Microsoft fixed a total of 58 vulnerabilities during Patch Tuesday in February 2026. That is fewer than in many other months. It is striking that six of these vulnerabilities were already being actively exploited before a security update was available. This means that more than ten percent of the patched vulnerabilities had already been exploited at the time of publication.
The details have been published via the Microsoft Security Response Center and the accompanying Security Update Guide. According to Microsoft, the following zero days were actively exploited:
CVE-2026-21510, a security feature bypass in Windows Shell
CVE-2026-21513, a security feature bypass in the MSHTML framework
CVE-2026-21514, a security feature bypass in Microsoft Word
CVE-2026-21519, a privilege escalation leak in Desktop Window Manager
CVE-2026-21525, a denial-of-service vulnerability in Remote Access Connection Manager
CVE-2026-21533, a privilege escalation leak in Remote Desktop Services
The first three vulnerabilities had already been publicly disclosed before the patches were released. This usually increases the likelihood of rapid exploitation, as technical details are often already circulating within the security community.
In total, Microsoft resolved 25 privilege escalation leaks, 12 vulnerabilities that enable remote code execution, 7 spoofing bugs, 6 information leaks, 5 security feature bypasses, and 3 denial-of-service vulnerabilities this month. Privilege escalation is once again the largest category in this patch round.
Microsoft released update KB5077181 for Windows 11 24H2 and 25H2. KB5075912 was released for Windows 10. The latter update is intended for systems participating in the Extended Security Updates program.
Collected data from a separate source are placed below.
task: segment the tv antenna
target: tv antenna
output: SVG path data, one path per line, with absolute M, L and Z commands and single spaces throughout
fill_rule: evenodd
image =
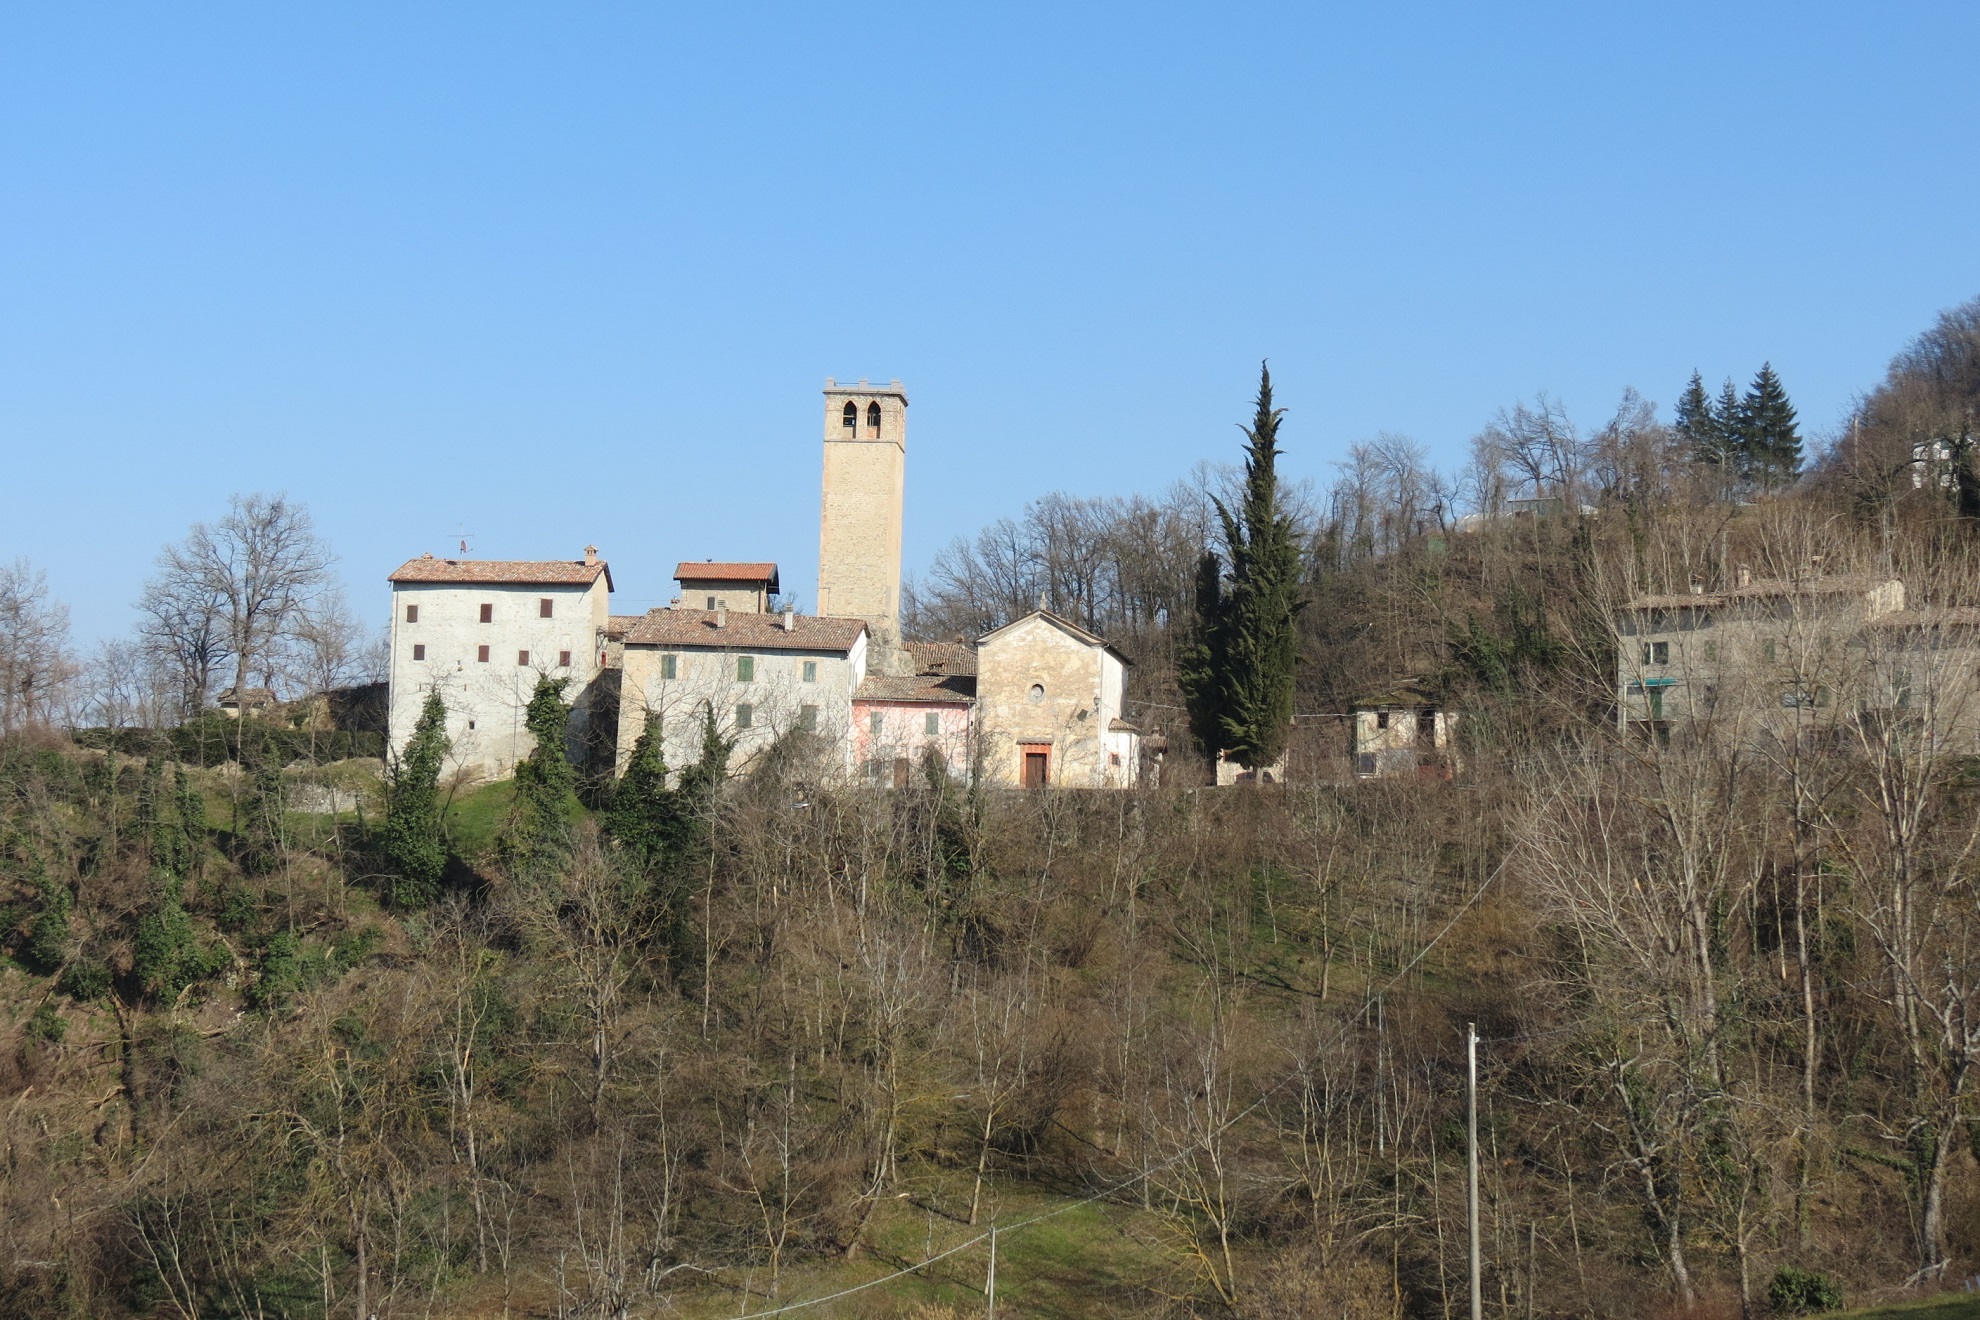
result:
M 473 550 L 468 546 L 468 541 L 474 536 L 474 533 L 464 530 L 466 527 L 467 527 L 466 523 L 454 524 L 454 537 L 456 540 L 458 540 L 461 543 L 460 553 L 464 555 L 474 553 Z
New Secure Boot certificates
Microsoft has also released new Secure Boot certificates. The company previously warned that existing certificates would expire in June. The new certificates are intended to prevent compatibility and startup issues in the future.
Microsoft advises organizations to install the updates as soon as possible, particularly because of the actively exploited zero days. Given the relatively high percentage of leaks that have already been exploited, security experts say this round of patches underscores the importance of strict patch management and additional security measures such as restricting user rights and monitoring suspicious activity.